Saturday, June 13, 2020

Day 19 - Sunday, Nov. 3 - Xian to Yangtze

The Yangtze at Yichang

We leave for the airport, armed with breakfast bags, headed for Yichang, which means “convenient prosperity”.  That name is as confusing as the instructions aboard our Fuzhou Airlines Boeing:  “Oxygen masks will fall off automatically in emergencies”.  (I sincerely hope not!)  Or the equally amusing “Pregnant wo man’s seat belts is tied under her bloated abdomen.”
       We fly over one row of hills after another, stretching to the horizon, then over the plain, with sun shining off the Yangtze River, the world’s third longest river after the Nile and the Amazon.

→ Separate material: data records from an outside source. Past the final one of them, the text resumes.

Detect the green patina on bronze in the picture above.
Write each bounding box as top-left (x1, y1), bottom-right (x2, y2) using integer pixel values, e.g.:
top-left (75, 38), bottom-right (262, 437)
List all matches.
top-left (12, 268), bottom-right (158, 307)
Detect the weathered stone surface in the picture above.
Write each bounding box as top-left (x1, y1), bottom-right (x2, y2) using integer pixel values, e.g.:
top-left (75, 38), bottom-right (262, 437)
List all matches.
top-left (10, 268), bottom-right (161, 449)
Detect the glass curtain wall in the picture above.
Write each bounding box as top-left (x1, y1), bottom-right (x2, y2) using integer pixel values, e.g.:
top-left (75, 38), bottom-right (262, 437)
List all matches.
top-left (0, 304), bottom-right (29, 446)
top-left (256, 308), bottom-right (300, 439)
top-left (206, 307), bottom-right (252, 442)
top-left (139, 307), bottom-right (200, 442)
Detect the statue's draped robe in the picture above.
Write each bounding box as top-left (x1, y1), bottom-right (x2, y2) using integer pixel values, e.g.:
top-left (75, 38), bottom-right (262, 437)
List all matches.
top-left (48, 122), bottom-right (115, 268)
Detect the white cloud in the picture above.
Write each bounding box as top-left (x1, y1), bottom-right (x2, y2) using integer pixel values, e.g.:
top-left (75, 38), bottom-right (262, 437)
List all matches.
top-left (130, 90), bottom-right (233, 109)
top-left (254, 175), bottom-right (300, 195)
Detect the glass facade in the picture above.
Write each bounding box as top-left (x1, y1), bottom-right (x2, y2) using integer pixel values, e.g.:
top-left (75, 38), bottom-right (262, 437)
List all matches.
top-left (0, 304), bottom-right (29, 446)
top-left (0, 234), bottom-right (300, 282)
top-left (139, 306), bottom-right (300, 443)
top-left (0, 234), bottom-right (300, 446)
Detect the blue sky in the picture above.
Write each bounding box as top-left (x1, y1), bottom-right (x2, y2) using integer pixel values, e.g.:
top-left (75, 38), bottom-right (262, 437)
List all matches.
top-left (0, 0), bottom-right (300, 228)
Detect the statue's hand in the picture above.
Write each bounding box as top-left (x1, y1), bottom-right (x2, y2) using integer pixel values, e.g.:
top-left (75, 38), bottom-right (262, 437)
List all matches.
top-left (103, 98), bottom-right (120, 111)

       From the airport, it’s all downhill (literally) into Yichang.  Daniel, our local guide, gives us tidbits of information.  The city’s population:  a mere 1.3 million, its growth spurt largely thanks to the recent building of the Three Gorges Dam.  The dam created a lot of pro vs con discussion -  modernization vs flooding archaeological sites - and how to relocate over a million people.  To get past the dam, there are five locks in a step formation, and waiting time for passage can be long, so now only cargo ships use them; passenger ships run only from Yichang to Chongqing (previously spelled Chungking) and back. And that’s what we’ll do:  sail upstream 473 km (almost 300 miles) to Chongqing.  It will take four days, with side trips.
The Tower Pagoda
       Like Hong Kong and Shanghai, Yichang was a British concession in the late 1800's, and was the farthest the Japanese got during World War II.  Now the dam has made it famous again.  The region is known for its fruit; it produces 5% of all China’s oranges and is the birthplace of the kiwi, which locals call “monkey peaches” because the skin looks like monkey fur.

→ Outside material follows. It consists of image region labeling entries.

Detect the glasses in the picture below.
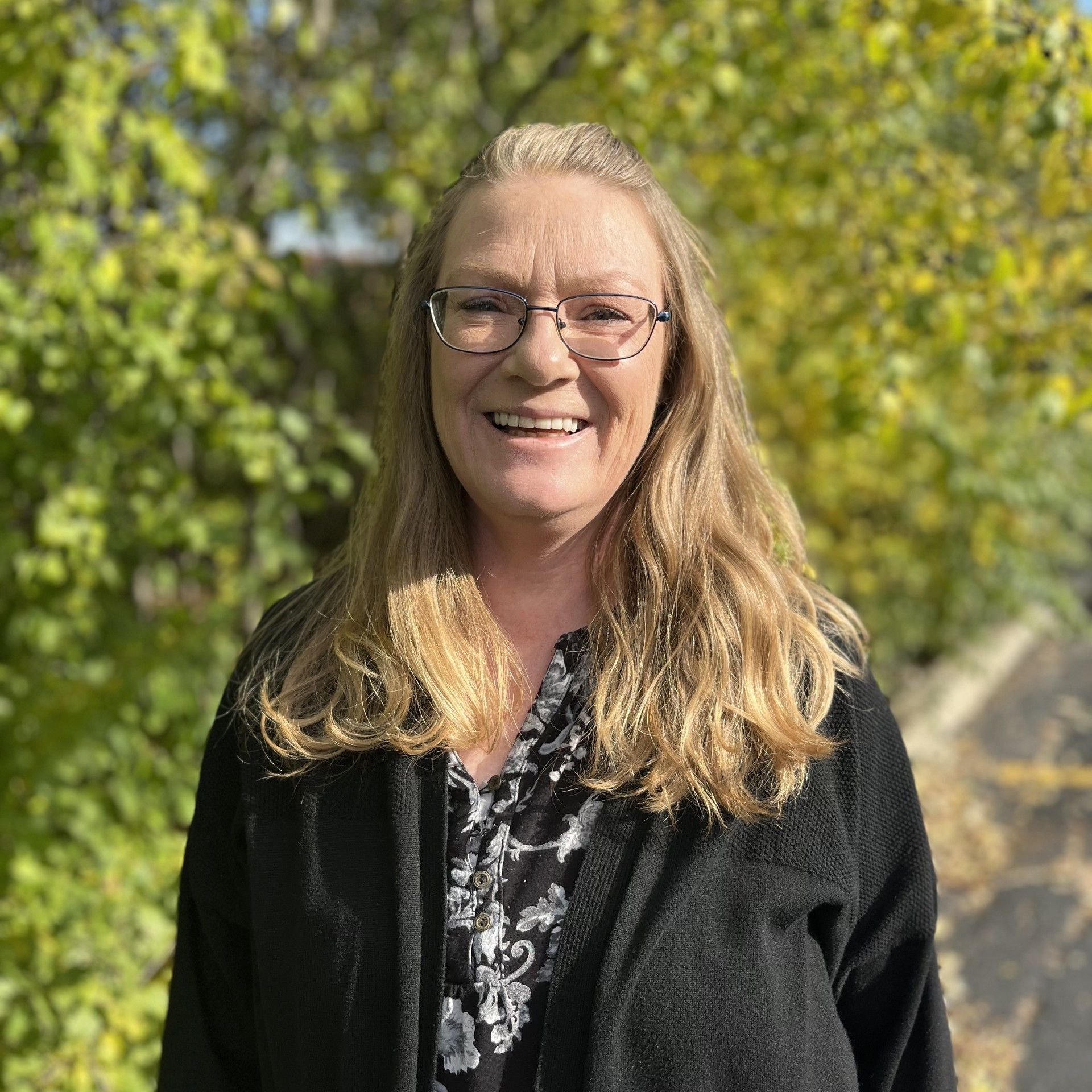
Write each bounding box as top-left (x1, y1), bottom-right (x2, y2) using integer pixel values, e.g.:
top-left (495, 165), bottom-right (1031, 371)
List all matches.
top-left (420, 285), bottom-right (672, 361)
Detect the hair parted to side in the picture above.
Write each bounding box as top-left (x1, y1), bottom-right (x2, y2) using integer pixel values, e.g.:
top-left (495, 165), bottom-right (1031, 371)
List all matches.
top-left (232, 122), bottom-right (868, 831)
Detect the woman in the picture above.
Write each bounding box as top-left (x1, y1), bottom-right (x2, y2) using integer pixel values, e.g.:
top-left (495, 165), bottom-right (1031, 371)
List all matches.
top-left (158, 125), bottom-right (956, 1092)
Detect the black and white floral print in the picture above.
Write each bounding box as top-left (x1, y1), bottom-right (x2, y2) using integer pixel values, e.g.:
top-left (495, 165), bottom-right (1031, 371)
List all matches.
top-left (432, 626), bottom-right (603, 1092)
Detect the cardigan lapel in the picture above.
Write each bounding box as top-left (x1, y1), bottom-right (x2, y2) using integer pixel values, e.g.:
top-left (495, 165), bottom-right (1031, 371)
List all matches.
top-left (534, 796), bottom-right (648, 1092)
top-left (535, 797), bottom-right (735, 1092)
top-left (387, 751), bottom-right (448, 1092)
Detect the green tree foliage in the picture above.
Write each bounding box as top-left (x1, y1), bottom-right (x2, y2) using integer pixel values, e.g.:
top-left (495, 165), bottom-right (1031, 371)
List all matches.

       Daniel also teaches us some quips about his country, such as “China’s national bird is the construction crane” and the modern term for high-rises:  Chinese concrete bamboo shoots.
       As we can’t board our river cruise ship until 3 p.m., we walk along the banks of the river for a while.  There’s an octagonal pagoda - the Tower Pagoda - with seven statues, only one of which still has its head.  Shades of the French Revolution and Parisians knocking the heads off all the statues of the saints on Notre-Dame’s façade, believing them to be nobles.
Bungee jumping
       We have lunch in a restaurant high up one of the deep
gorges (thus the name of the dam), where food is traditional and English isn’t spoken.  We can watch out the window as people bungee jump off the opposite cliffside of the gorge.*  If only I’d known before I ate!  (Just kidding.)

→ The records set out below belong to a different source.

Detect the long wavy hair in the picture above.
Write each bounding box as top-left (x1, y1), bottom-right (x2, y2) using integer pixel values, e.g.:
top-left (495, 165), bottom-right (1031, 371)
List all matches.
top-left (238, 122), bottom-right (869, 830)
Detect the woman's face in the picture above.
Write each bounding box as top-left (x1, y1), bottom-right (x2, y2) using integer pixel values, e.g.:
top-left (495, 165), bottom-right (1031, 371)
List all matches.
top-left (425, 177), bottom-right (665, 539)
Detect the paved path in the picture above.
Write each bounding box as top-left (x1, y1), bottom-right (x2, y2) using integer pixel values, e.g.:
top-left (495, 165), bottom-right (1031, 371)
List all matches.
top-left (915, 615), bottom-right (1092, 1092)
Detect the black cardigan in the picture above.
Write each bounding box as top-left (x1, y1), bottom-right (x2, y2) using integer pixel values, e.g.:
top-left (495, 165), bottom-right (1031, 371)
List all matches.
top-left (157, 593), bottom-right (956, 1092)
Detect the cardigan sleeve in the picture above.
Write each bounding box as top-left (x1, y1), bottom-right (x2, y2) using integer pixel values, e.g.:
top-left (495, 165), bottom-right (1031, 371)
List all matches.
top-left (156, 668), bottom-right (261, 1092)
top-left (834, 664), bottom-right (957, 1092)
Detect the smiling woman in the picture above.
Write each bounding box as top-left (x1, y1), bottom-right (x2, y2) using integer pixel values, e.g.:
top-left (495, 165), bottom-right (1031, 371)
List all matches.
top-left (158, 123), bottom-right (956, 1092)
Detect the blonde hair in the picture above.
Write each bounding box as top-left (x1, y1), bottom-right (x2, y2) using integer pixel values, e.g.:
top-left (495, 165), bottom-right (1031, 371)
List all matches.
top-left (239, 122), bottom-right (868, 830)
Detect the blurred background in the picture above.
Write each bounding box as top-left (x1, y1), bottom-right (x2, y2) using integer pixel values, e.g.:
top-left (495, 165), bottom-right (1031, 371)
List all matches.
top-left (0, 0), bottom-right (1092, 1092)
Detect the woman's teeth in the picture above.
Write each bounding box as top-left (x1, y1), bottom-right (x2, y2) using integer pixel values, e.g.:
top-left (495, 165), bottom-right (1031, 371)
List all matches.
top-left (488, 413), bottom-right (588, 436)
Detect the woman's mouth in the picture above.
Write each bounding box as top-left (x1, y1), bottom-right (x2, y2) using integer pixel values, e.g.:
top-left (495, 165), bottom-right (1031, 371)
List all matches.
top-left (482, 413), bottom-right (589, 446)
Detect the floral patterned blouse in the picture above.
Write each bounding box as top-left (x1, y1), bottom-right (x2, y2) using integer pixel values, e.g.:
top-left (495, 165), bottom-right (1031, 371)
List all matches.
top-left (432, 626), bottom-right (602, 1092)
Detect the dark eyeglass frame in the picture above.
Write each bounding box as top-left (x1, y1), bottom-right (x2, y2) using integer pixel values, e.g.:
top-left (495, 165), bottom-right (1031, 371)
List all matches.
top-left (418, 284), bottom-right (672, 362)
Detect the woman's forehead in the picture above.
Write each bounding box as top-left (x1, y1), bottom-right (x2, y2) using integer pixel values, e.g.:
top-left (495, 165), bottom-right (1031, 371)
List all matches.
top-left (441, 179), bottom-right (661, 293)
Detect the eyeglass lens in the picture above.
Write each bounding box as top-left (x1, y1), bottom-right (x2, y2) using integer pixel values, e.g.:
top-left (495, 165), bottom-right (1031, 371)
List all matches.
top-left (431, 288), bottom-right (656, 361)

       After a pit stop at a resort hotel owned by the town council and where President Xi recently came to pee (it rhymes, and it’s true... a bit of their glory), we pass the dam and arrive at our ship, the Sanctuary Yangtze Explorer.  Free time until dinner, which is more refined, with courses instead of the lazy susan in mid-table, but every bit as scrumptious.
       Then it’s the mandatory life jacket demonstration and an optional documentary on China’s Seven Wonders, some of which are wondrous and some of which we’ve already seen:  the Great Wall, the Forbidden City, the terra cotta warriors and the Yangtze River, where my bed awaits in my cabin.

* Look closely at the photo.  There's someone hanging at the end of the bungee cord, at the very bottom, just a few feet off the river's surface.